In het proces van vaststelling van de profielen, als uitgangspunt voor beleid en wijzigingen in de Wet BIG en de veranderingen in de opleidingenstructuur, heb ik in 2012 het veld (werkgeversorganisaties, werknemersorganisaties en onderwijsorganisaties) verzocht bestuurlijk op de profielen te reageren. De profielen kwamen voort uit het werk van de beroepsgroep zelf. De reacties maakten duidelijk dat de conceptprofielen opgesteld door de stuurgroep op enkele punten uiteenliepen met de wensen en verwachtingen van veldpartijen. In het proces om te komen tot overeenstemming heb ik enkele uitgangspunten geformuleerd, die aan de partijen zijn voorgelegd.

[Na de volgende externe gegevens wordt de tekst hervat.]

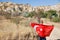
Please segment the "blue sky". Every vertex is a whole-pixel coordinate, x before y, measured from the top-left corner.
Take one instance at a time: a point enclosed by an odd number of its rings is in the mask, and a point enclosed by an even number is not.
[[[47,6],[60,3],[60,0],[0,0],[0,2],[29,3],[32,6]]]

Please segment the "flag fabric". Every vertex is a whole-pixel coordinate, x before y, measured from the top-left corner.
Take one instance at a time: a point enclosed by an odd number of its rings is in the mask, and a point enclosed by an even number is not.
[[[43,24],[37,24],[37,23],[31,23],[30,25],[35,29],[35,31],[38,33],[40,37],[50,36],[54,28],[53,25],[43,25]]]

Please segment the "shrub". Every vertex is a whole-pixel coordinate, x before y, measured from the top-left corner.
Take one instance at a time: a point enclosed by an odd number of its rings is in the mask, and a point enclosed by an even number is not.
[[[53,22],[60,22],[60,18],[54,17],[51,21],[53,21]]]

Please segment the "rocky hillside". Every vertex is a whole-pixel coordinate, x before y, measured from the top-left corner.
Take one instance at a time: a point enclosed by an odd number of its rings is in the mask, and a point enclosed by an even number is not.
[[[59,11],[60,10],[60,4],[56,5],[49,5],[49,6],[35,6],[32,7],[30,4],[16,4],[12,2],[0,2],[0,11],[3,10],[5,12],[31,12],[36,11],[38,9],[44,9],[44,11],[48,11],[50,9]]]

V&VN heeft op mijn verzoek eind 2013 een rondetafel overleg georganiseerd met alle relevante partijen, werkgeversorganisaties, werknemersorganisaties en onderwijsorganisaties, zodat de uitgangspunten en de nadere reacties besproken konden worden. Partijen hebben onder voorzitterschap van prof. dr. P. Schnabel, deze punten besproken en op de meeste punten is consensus bereikt. Gelet op deze consensus van partijen op belangrijke uitgangspunten, de noodzaak van adequaat opgeleide beroepsbeoefenaren op hbo- en mbo- niveau stellen partijen voor op korte termijn te starten met het wetgevingstraject om de profielen in de Wet BIG op te nemen. De resultaten hiervan zijn eind 2013 aan mij terug gekoppeld, zodat ik begin 2014 aan uw Kamer kon melden dat ik hiermee voldoende informatie en overeenstemming heb om te starten met het wetgevingstraject.

De leden van D66 vragen of er nog ruimte is om samen met het veld voor de start van het wetgevingstraject de door haar voorgestelde profielen te wijzigen.

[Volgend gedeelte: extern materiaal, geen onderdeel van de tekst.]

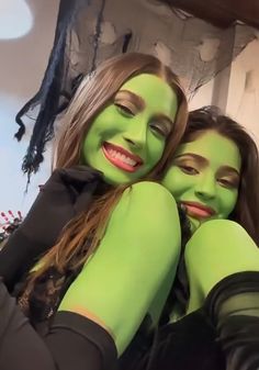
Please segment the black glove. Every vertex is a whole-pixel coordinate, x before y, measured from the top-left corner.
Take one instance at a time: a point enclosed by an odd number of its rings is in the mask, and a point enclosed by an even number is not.
[[[88,209],[102,175],[86,166],[56,169],[20,227],[0,253],[0,276],[9,289],[57,240],[63,227]]]

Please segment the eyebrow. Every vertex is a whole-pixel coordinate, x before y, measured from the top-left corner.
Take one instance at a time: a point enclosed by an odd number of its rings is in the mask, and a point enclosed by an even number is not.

Gelet op het feit dat het proces nu al enige tijd duurt, wil ik graag starten met het wetgevingstraject. Ik ben er een voorstander van om tijdens het wetgevingstraject de inhoud van de profielen te ijken en daar waar mogelijk veranderingen in de profielen op te nemen. Ik zal bij de totstandkoming van het wetgevingstraject V&VN als beroepsorganisatie betrekken, evenals de Chief Nursing Officer. Tevens hecht ik bij de totstandkoming van de nieuwe wettelijke teksten en de herziening van de opleidingen aan een breed draagvlak van overige partijen, zoals werkgevers- en werknemersorganisaties, onderwijspartijen, patiëntenorganisaties en aanpalende beroepsgroepen. Zij worden betrokken in het proces van de totstandkoming van de nieuwe wettelijke teksten en de herziening van de opleidingen.

De leden van de SP-fractie vragen wanneer ik verwacht het gewijzigde wetsvoorstel naar de Kamer te sturen.

Ik beoog het wetsvoorstel medio 2015 in te dienen bij de Tweede Kamer.

Als de Minister halverwege dit jaar start met het wetgevingstraject. Dat betekent dat pas begin 2017 met de nieuwe opleidingen kan worden begonnen. De leden van de CDA-fractie vragen mij of ik verwacht dat ik op tijd voldoende hbo- en mbo-verpleegkundige heb opgeleid.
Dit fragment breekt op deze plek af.